What other landmarks remain in Union County of the Fain settlers? In the 1840 Union census was listed Ebenezer Fain, grandson of the Patriot Ebenezer Fain, and the first child of David Mercer Fain and Rebecca Moore Fain. He married his second wife, Elizabeth D. Roberts in Union County (evidently his first wife, Eleanor Dalton, had died in Habersham County).

Elizabeth Robert's parents were neighbors of Ebenezer's parents at Choestoe. This Ebenezer Fain was a justice of the peace. But by 1848, Ebenezer Fain (the younger) bought land in Old Gilmer (now Fannin) along Sugar Creek, evidently wanting to be nearer his parents.

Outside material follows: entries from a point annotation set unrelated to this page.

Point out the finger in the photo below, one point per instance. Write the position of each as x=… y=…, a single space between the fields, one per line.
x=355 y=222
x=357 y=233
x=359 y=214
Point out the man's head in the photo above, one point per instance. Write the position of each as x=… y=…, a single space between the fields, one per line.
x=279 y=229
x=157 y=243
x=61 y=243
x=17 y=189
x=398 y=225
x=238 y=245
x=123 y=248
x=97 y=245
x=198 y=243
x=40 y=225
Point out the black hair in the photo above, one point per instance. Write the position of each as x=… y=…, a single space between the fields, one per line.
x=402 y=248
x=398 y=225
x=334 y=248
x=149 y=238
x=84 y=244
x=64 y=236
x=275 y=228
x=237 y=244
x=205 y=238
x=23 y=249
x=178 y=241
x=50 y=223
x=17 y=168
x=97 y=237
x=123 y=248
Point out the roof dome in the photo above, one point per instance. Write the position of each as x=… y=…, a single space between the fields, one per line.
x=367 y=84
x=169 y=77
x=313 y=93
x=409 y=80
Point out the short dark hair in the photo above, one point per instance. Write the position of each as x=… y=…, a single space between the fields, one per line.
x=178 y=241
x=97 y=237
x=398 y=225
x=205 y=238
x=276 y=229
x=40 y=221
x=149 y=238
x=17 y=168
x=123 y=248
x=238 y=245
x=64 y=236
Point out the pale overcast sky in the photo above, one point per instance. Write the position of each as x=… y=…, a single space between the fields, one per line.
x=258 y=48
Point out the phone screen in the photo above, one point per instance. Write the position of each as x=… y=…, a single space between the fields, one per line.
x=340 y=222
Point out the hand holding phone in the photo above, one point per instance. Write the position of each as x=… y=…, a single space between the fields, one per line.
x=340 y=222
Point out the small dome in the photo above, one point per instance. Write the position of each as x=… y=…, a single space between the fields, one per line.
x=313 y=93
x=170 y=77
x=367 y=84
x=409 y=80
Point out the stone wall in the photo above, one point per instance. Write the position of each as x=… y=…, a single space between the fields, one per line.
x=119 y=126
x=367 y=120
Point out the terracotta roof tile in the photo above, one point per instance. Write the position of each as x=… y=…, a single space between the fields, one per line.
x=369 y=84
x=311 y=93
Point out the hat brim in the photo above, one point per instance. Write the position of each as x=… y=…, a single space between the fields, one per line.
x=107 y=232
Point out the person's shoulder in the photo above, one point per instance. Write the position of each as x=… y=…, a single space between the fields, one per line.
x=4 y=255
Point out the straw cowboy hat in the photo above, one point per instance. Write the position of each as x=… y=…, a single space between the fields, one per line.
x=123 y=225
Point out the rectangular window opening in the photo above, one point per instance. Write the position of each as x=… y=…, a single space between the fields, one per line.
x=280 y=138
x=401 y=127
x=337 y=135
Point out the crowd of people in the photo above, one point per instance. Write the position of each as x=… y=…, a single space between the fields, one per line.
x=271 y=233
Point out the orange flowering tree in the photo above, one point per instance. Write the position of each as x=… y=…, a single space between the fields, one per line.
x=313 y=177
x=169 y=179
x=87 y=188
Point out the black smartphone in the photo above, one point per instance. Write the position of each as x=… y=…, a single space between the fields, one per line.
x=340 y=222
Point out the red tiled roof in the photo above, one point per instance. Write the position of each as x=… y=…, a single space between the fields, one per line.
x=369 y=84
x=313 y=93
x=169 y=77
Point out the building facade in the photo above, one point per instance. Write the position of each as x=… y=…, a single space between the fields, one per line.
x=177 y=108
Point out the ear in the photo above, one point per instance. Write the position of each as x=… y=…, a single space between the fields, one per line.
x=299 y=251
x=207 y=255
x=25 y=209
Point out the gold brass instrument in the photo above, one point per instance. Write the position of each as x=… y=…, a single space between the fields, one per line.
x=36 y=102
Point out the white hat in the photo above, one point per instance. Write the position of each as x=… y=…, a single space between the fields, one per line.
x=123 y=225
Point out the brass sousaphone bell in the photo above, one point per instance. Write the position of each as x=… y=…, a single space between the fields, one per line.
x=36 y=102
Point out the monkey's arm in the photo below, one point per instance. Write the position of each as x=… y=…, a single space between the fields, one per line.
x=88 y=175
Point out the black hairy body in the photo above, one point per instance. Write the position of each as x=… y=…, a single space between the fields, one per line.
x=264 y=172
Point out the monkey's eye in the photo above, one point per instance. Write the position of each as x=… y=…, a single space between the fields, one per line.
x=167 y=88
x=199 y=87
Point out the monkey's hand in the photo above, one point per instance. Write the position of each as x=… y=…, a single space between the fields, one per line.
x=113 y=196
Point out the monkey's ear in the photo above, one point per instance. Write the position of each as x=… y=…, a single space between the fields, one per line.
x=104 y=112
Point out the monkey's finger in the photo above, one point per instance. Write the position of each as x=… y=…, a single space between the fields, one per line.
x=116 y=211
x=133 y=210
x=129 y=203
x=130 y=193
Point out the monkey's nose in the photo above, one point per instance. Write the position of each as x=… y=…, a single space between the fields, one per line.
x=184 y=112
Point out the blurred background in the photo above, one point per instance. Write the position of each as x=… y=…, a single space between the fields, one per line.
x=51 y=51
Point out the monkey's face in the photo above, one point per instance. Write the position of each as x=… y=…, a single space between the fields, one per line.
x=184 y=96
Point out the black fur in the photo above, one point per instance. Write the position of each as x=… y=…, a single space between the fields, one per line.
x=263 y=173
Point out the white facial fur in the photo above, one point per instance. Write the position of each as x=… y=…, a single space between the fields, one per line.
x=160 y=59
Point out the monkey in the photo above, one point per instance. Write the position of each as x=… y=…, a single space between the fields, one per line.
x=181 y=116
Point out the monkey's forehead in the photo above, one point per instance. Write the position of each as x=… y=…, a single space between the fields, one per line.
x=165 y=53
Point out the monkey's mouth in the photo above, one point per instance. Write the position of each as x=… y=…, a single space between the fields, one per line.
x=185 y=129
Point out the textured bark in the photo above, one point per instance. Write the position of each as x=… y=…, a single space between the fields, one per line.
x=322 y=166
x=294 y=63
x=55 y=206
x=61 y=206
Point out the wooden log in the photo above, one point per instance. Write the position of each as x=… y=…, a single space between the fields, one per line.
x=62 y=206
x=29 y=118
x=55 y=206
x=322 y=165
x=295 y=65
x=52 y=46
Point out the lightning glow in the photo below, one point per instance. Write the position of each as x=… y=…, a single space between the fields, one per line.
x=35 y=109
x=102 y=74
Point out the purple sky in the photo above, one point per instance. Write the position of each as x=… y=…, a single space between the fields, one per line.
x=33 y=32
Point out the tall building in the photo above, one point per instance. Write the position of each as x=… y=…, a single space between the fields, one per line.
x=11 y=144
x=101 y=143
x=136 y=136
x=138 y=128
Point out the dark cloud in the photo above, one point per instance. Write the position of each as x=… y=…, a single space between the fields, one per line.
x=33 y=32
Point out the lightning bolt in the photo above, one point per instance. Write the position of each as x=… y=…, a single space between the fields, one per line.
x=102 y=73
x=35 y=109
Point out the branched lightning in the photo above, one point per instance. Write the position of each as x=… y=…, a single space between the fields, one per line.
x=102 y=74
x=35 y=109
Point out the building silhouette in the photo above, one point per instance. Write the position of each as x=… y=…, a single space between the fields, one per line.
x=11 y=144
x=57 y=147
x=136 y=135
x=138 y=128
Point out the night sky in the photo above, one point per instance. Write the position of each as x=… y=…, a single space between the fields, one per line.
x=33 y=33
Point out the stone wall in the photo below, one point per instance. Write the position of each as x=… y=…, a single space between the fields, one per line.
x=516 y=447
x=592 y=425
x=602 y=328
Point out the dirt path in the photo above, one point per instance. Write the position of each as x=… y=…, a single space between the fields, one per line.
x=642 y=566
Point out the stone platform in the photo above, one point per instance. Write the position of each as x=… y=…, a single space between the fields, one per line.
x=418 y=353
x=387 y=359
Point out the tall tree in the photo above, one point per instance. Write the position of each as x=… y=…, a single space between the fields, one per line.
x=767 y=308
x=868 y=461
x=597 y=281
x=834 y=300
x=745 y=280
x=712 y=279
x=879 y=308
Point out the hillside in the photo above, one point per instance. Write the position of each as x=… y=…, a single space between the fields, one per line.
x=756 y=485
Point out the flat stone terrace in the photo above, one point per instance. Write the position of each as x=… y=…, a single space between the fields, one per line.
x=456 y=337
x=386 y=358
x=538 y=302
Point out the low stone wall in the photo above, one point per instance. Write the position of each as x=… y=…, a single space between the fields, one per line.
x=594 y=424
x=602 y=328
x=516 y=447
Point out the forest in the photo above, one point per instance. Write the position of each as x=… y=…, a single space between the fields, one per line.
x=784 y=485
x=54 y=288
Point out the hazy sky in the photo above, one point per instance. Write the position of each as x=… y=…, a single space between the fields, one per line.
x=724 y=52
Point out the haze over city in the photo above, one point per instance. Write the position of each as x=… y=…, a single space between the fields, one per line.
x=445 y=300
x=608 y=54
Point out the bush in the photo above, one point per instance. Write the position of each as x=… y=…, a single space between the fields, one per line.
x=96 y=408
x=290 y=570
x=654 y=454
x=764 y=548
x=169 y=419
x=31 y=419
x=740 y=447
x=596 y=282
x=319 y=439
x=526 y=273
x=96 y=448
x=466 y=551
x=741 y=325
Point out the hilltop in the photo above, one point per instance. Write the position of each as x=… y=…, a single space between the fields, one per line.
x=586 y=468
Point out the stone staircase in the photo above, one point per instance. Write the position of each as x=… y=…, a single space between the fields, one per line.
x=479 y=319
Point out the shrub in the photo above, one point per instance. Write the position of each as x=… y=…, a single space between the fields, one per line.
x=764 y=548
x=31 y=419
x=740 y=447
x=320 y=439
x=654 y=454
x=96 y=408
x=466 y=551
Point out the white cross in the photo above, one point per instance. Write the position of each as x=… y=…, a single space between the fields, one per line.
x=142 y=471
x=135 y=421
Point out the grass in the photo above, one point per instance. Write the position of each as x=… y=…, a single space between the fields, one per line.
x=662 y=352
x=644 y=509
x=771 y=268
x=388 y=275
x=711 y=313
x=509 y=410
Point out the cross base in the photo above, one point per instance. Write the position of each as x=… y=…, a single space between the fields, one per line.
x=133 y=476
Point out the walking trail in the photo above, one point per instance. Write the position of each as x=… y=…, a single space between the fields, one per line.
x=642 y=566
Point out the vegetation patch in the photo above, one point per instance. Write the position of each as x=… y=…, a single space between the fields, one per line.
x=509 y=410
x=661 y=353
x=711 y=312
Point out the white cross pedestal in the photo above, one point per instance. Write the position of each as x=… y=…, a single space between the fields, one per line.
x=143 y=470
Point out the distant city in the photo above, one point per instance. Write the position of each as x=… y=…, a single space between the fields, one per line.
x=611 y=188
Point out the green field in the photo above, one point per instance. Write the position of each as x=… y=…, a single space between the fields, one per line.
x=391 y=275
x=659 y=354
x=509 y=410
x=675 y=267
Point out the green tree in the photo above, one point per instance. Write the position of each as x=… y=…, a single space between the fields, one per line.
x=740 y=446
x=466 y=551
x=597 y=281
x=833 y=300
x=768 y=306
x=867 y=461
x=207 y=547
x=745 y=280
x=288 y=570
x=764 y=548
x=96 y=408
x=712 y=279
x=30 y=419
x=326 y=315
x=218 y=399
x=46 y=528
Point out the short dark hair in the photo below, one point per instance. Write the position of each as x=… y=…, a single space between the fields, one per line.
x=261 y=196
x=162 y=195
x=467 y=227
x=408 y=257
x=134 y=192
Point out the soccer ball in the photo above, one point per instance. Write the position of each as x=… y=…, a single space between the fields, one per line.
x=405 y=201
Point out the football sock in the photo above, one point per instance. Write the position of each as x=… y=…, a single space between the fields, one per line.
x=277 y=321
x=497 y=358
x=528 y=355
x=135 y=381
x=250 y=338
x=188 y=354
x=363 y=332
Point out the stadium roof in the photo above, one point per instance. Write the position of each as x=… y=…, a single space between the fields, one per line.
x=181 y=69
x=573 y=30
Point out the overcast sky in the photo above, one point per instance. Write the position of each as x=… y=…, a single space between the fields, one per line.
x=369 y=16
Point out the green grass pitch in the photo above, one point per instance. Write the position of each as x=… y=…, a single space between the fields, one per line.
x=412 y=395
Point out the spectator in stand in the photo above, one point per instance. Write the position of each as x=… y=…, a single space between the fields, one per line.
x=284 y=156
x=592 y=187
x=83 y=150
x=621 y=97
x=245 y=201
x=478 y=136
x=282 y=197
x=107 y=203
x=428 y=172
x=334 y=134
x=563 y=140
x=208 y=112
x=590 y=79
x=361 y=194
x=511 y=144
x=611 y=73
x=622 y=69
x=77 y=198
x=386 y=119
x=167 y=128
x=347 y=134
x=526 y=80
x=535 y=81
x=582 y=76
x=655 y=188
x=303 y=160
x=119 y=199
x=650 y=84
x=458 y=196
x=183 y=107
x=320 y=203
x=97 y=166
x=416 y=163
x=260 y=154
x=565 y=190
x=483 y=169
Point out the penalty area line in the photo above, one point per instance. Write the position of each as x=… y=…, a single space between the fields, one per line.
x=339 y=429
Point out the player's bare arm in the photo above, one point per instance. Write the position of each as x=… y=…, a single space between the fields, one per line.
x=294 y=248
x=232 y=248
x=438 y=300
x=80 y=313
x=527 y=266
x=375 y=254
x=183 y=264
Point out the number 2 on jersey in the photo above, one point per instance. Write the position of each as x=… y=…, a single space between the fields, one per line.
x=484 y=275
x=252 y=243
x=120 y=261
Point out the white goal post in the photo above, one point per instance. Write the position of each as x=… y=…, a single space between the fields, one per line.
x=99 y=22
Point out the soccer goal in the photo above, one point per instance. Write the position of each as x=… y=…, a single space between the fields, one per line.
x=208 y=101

Meanwhile, back at Choestoe where the two Fain brothers settled about 1832, these events were taking place on the land they had sold. John W. Duckworth (b. 1821 in Buncombe County, NC) applied to the US Postal Service and was granted permission to open a post office. It was approved and opened July 14, 1884. The post office was set up at the intersection of the present Fain Branch Road and Town Creek School Road. He named it the Duck Post Office, using the first syllable of his last name. On June 14, 1892, Duckworth's son-in-law, John P. Collins, became postmaster. He applied for a name change, and the post office became known as the Fain Post Office to honor the early settler Fain brothers, John and David. The post office was discontinued on March 30, 1907, but that section of Town Creek in Choestoe District is still sometimes referred to as Fain, Georgia.

[Note: I give credit to H. Dean Thomas of Ringgold, GA, a descendant of Patriot Ebenezer Fain, for information relating to the Fain Family, published in his 2004 FTC Genealogy (Fain, Thomas, Curtis), and available at the dedication service for the Patriot Ebenezer Fain memorial marker on October 16, 2004 at Hot House, Fannin County, GA.]